C’est le mot qui reste en mémoire après les 84 minutes que dure ce portrait : la solitude. La solitude du passionné, la solitude du nomade, la solitude du marginal. Skater pro de haut vol, le belge David Martelleur, bien connu des contests internationaux où il sut briller avec fougue et folie, est saisi par le réalisateur Philippe Petit dans ces instants troubles où tout échappe.
Le corps déjà, usé par des années d’effort et de fiesta. Le fric aussi, qui s’évapore au fur et à mesure que les sponsors se barrent car on ne sponsorise pas un sportif finissant. Le mental et la confiance enfin quand les doutes et les peurs s’accumulent. C’est cette lente perdition qui doucement apparaît, dans cette errance de cinq ans, sur des routes souvent lointaines, d’un rassemblement à l’autre, pour un peu d’argent, pour la gloire, pour le fun, pour l’exploit, pour la liberté ?
« Skate is not a crime » chroniquions nous pour célébrer les 10 ans du 11 septembre. Tout un symbole. Une contre culture forte, héritée de Kerouac et de la beat generation … mais à quel prix ? Danger Dave fait partie d’une vague intermédiaire de skaters qui ont balancé constamment entre défi de la compet et amour libertaire, incapables de se plier à une règle quelconque. Une désobéissance constante, une marginalité inscrite dans l’ADN et qui saute aux yeux quand nous le voyons les lendemains de fiesta ou dans les rayons d’une bibliothèque où il accomplit des TIG consécutifs à une enième infraction.
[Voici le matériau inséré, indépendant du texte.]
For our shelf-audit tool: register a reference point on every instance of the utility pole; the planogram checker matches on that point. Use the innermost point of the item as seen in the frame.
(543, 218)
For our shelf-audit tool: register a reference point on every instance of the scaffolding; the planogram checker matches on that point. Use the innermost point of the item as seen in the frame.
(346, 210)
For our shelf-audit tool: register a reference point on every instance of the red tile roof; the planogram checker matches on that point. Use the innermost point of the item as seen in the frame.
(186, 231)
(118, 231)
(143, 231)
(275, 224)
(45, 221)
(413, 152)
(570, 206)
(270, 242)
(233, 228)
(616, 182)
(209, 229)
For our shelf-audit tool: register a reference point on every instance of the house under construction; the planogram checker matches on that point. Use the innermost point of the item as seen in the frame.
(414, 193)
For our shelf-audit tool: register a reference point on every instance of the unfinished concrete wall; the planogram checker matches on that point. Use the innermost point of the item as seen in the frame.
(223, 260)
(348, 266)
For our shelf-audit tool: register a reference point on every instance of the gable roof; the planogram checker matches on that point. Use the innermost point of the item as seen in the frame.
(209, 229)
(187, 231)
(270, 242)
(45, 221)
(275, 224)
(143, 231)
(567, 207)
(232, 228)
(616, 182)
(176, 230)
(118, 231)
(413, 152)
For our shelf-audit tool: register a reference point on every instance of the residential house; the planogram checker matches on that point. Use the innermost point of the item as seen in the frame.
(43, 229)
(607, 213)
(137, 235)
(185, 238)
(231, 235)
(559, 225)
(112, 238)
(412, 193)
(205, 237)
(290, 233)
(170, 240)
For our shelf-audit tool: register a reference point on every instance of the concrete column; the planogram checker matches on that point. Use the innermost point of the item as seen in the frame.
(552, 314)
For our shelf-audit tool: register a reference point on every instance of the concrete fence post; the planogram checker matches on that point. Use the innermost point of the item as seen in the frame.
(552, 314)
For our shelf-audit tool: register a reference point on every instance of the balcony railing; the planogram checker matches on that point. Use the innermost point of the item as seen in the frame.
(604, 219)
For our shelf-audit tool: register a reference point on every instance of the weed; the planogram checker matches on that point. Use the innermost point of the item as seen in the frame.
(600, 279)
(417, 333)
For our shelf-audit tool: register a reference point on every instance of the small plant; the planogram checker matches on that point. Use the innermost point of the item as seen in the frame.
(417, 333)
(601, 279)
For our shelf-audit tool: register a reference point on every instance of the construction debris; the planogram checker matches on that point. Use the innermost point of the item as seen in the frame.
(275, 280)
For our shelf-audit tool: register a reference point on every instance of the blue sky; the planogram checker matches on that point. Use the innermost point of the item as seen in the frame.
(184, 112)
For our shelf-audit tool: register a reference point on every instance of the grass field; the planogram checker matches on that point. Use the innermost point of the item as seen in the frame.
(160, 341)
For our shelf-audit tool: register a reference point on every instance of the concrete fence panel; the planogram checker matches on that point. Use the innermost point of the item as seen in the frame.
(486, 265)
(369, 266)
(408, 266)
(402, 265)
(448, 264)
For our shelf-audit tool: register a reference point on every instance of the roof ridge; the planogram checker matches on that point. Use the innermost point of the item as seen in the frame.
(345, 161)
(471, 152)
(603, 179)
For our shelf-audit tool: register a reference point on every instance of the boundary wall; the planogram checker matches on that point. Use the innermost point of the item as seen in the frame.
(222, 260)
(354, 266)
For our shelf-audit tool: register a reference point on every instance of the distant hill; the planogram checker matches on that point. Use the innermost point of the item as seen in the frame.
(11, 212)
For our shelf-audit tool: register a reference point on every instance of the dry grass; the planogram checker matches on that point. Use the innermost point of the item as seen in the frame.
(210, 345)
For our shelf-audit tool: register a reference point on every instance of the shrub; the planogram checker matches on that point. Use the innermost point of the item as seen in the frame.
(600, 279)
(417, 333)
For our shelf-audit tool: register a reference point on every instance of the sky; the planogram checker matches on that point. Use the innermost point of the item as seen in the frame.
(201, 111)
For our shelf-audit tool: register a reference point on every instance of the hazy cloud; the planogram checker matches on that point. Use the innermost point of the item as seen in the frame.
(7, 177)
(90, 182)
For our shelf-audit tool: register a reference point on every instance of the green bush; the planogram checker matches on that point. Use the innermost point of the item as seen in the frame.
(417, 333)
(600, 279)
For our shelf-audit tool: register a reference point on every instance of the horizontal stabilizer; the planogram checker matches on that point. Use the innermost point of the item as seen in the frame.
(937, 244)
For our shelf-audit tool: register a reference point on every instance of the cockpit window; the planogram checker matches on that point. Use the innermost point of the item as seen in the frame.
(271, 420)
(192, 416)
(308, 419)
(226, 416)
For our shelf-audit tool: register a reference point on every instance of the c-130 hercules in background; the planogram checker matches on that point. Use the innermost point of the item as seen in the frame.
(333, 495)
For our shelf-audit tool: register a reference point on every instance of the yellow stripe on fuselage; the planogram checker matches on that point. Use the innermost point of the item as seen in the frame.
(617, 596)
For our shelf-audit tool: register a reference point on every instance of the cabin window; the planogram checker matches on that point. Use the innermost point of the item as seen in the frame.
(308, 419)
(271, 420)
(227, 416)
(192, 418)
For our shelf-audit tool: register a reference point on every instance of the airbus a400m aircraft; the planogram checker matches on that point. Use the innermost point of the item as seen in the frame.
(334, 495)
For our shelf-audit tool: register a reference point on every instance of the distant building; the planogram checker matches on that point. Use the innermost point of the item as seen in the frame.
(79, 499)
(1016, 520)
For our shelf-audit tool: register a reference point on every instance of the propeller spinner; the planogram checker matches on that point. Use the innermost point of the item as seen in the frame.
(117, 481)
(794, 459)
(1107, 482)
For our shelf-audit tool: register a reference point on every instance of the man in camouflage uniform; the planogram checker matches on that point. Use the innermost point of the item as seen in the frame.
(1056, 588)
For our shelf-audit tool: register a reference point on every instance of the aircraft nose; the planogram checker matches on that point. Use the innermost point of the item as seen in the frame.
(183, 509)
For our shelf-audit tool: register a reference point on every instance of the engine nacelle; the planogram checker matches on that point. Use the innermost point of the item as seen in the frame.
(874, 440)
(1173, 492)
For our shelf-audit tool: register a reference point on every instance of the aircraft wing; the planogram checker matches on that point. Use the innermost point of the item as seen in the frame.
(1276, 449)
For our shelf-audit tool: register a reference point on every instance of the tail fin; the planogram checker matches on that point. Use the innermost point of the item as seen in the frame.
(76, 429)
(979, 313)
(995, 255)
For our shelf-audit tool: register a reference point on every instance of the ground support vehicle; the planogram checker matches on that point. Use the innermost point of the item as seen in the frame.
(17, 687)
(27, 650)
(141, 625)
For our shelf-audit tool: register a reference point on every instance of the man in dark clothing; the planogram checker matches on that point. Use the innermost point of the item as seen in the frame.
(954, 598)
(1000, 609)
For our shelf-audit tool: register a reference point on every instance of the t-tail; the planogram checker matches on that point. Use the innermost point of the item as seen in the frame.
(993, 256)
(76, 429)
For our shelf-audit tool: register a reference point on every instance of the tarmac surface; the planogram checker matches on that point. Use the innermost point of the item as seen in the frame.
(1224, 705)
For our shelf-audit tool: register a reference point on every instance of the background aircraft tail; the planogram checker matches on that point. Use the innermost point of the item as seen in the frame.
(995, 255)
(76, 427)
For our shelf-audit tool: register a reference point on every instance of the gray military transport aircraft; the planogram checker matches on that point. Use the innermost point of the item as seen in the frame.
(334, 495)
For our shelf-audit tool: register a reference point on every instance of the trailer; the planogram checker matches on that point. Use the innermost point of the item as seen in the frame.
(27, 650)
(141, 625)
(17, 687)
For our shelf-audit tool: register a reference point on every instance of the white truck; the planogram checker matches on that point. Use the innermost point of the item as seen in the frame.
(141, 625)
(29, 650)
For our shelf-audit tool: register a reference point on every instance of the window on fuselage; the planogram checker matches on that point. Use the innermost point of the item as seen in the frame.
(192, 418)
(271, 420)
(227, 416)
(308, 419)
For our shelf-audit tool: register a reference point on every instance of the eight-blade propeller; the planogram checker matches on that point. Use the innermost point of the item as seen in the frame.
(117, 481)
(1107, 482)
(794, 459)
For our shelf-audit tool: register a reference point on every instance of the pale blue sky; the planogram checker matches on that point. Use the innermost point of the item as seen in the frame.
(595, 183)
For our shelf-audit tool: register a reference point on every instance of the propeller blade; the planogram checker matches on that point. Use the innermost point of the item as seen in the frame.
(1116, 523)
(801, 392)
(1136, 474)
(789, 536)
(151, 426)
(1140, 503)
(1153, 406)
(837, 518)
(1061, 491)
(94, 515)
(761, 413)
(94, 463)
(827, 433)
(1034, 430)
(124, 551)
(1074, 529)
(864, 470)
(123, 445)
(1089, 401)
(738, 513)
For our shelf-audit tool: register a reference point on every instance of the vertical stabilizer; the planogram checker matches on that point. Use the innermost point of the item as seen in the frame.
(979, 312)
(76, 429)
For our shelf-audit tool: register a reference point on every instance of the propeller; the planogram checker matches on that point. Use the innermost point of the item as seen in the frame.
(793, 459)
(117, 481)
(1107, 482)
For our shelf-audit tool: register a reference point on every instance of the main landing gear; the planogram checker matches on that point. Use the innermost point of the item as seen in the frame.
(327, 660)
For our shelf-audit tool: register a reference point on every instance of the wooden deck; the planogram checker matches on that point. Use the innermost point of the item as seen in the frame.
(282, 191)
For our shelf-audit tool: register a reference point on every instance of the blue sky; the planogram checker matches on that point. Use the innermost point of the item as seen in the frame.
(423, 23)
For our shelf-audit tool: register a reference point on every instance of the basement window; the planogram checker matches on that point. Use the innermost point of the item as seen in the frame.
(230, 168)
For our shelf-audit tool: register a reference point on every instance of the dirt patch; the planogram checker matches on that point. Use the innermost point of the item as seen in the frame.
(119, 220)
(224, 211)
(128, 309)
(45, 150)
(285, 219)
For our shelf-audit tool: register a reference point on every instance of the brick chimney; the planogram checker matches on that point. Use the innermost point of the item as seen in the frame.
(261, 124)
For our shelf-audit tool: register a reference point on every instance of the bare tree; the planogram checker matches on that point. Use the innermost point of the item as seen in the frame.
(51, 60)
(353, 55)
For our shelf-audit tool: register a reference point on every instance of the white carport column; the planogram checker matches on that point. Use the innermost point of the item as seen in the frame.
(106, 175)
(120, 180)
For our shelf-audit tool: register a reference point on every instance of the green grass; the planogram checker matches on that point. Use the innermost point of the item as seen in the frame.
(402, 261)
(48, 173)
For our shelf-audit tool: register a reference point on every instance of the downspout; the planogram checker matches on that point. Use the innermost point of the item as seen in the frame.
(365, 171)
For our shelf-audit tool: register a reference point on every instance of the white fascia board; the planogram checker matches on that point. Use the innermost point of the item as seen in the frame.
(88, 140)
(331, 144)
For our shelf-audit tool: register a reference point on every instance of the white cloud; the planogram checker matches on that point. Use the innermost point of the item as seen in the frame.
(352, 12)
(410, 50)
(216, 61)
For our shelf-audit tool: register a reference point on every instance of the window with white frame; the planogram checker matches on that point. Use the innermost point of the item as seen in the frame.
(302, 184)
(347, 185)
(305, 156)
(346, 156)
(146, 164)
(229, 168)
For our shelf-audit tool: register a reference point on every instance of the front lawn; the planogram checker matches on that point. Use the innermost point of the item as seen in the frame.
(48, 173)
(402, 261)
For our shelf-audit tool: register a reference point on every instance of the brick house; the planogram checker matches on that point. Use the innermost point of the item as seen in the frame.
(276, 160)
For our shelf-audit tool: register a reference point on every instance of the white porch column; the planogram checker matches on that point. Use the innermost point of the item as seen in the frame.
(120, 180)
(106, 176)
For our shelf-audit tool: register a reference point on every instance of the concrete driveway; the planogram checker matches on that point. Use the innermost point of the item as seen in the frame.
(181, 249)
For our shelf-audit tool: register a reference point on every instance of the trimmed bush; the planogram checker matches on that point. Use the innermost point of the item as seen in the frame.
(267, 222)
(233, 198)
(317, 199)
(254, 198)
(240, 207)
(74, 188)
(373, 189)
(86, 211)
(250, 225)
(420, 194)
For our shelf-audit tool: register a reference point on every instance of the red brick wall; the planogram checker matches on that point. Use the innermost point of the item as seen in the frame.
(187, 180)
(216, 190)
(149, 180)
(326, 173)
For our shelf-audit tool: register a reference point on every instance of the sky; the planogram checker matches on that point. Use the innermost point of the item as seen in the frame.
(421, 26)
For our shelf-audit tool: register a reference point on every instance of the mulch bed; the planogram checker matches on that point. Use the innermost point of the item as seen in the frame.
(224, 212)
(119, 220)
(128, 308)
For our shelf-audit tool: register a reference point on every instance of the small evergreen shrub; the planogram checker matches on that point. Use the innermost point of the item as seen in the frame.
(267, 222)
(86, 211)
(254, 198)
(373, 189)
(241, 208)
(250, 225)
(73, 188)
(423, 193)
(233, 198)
Libertaire. Mais contraint aux limites de la nature, de ce corps qui ne suit plus la passion, qui perd l’équilibre, qui s’érode. Et soudain Danger Dave de considérer les vides sidéraux que cet effondrement va laisser : pas de vie affective, pas d’attache, l’isolement. Sur un parking de Thaïlande où il se confesse à la caméra, enfin. Sur un autre parking des USA où il s’engueule copieusement avec Philippe. Sur un troisième parking où un inconnu descend voiture pour lui offrir un sabre de samouraï. Comme ça. Pour lui. Pour rien.
Philippe Petit a pénétré le monde du skate car il voulait à l’origine travailler sur la notion d’adulescent. Avec Danger Dave, il se penche sur le passage à l’âge d’homme. Ses choix, son approche, son film, son sujet enfin sont finement construits, avec une bande originale alimentée en grande partie par M83. Le choix n’est pas anodin car il est face à un individu hors normes, dont les mutations physiques reflètent la lente transformation mentale. Le tout compose un Ecce homo d’autant plus poignant qu’il s’attache à l’univers du ludique et à la quête absolue de liberté.